- The Washington Times - Thursday, February 17, 2011

A Justice Department strike force on Thursday charged 111 persons in nine cities — including doctors, nurses, health care company owners and executives — in suspected Medicare fraud schemes involving more than $225 million in false billings.

It was the largest-ever federal health care fraud takedown.

Attorney General Eric H. Holder Jr., said that more than 700 law enforcement agents from the FBI, the Inspector General’s Office at the Department of Health and Human Services (HHS), multiple Medicaid Fraud Control Units, and other state and local law enforcement agencies participated in the operation — executing search warrants across the country in connection with ongoing strike-force investigations.

Mr. Holder said arrests were made in Miami, Detroit, New York, Houston, Dallas, Los Angeles and Chicago, as well as Baton Rouge, La., and Tampa, Fla.

“With this takedown, we have identified and shut down large-scale fraud schemes operating throughout the country,” Mr. Holder said. “We have safeguarded precious taxpayer dollars. And we have helped to protect our nation’s most essential health care programs, Medicare and Medicaid.

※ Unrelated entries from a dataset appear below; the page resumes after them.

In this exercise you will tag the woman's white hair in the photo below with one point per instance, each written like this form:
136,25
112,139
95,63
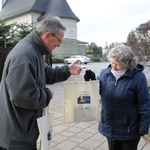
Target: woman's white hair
124,55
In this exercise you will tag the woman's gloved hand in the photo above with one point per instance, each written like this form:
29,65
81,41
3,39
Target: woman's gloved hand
89,75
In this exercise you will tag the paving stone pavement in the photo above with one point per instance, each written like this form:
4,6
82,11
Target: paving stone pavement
77,136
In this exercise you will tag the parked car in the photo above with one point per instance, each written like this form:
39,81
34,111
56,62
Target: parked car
81,58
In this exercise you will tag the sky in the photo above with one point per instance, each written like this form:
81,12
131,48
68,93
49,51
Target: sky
107,21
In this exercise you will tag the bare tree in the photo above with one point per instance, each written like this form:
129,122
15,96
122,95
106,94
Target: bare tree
139,41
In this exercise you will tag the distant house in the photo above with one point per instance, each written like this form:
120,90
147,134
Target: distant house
32,11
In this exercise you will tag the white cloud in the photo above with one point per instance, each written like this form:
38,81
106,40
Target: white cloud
109,21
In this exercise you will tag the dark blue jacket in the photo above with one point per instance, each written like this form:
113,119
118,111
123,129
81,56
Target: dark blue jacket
125,113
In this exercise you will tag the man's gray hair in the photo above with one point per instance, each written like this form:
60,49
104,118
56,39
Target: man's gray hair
50,24
124,55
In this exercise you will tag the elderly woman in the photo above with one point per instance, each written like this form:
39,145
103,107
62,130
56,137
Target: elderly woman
125,114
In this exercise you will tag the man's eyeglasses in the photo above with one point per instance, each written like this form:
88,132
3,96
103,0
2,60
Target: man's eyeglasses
60,41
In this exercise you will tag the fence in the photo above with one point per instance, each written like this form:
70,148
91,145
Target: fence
147,74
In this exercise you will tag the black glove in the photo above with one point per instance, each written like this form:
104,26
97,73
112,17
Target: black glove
89,75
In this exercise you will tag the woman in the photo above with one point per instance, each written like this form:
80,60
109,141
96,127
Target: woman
125,114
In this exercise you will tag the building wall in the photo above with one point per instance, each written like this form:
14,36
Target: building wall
70,43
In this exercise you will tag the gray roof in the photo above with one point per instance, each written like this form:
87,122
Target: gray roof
13,8
59,8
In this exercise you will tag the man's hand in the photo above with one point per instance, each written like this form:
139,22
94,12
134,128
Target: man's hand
75,68
89,75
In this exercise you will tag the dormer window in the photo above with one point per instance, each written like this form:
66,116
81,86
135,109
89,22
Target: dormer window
3,2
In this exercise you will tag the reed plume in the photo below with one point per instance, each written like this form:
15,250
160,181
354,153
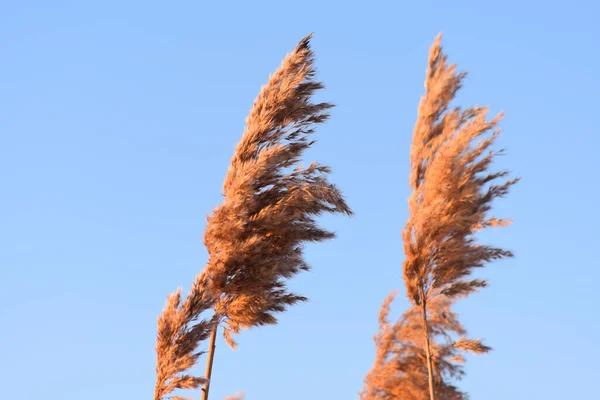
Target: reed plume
255,237
180,330
400,368
452,192
453,189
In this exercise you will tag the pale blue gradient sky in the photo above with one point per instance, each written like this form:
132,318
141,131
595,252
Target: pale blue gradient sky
117,122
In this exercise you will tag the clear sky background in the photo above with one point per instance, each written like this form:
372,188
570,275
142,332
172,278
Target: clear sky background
117,123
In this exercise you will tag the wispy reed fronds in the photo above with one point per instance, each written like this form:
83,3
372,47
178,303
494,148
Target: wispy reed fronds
180,330
453,189
254,238
400,368
452,192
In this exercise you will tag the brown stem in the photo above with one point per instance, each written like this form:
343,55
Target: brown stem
209,362
427,346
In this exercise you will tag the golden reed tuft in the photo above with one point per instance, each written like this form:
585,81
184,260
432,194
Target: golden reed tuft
255,237
452,192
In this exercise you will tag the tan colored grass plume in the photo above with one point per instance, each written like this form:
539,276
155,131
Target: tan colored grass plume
255,237
452,193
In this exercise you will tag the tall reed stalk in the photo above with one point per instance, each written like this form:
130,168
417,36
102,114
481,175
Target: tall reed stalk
452,193
255,237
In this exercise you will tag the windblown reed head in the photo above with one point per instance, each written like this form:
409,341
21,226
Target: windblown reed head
179,333
453,189
400,368
254,238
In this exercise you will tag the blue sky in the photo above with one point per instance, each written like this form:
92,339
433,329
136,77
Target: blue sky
117,123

“As today’s arrests prove, we are waging an aggressive fight against health care fraud,” he said.

The arrests were part of an ongoing operation by the Medicare Fraud Strike Force, a joint Justice Department and Health and Human Services team of federal, state and local investigators designed to combat Medicare fraud through the use of Medicare data-analysis techniques and an increased focus on community policing.

HHS Secretary Kathleen Sebelius said strike-force efforts have more than quadrupled over the past two years, bringing hundreds of charges against criminals who had billed Medicare for hundreds of millions of dollars. She said the strike force recovered $4 billion last year on behalf of taxpayers.

“Every dollar the federal government spent under its health care fraud and abuse-control programs averaged a return on investment of $6.80.”

The charges include a variety of health care fraud-related crimes: Conspiracy to defraud the Medicare program, criminal false claims, violations of the anti-kickback statutes, money laundering and aggravated identity theft. The listed fraud schemes involve various medical treatments and services such as home health care, physical and occupational therapy, nerve-conduction tests and durable medical equipment.

According to court documents, the charges included submitting claims to Medicare for treatments that were medically unnecessary and oftentimes never provided. In many cases, the indictments and complaints allege patient recruiters, Medicare beneficiaries and other co-conspirators were paid cash kickbacks in return for information to providers to use to submit fraudulent billing to Medicare for services that were medically unnecessary or never provided.

Those arrested included 32 in Miami, along with two doctors and eight nurses, charged in various fraud schemes involving $55 million in false billings for home health care, durable medical equipment and prescription drugs. Twenty-one persons, including three doctors, three physical therapists and one occupational therapist, were charged in Detroit in schemes to defraud Medicare of more than $23 million.

In New York, 10 persons, including three doctors and one physical therapist, were charged with fraud schemes involving $90 million in false billings for physical therapy, proctology services and nerve-conduction tests. Ten persons were charged in Tampa involving more than $5 million related to false claims for physical therapy, durable medical equipment and pharmaceuticals.

Nine persons were charged in Houston involving $8 million in fraudulent Medicare claims for physical therapy, durable medical equipment, home health care and chiropractor services. In Dallas, seven persons were indicted for conspiring to submit $2.8 million in false billing to Medicare related to durable medical equipment and home health care.

Five persons were charged in Los Angeles in schemes to defraud Medicare of more than $28 million. In Baton Rouge, six persons were charged for a durable medical equipment fraud scheme involving more than $9 million in false claims, and in Chicago, 11 persons were charged with improperly billing Medicare more than $6 million for home health, diagnostic testing and prescription drugs.

Since March 2007, strike-force operations have charged more than 990 persons who collectively have falsely billed the Medicare program for more than $2.3 billion.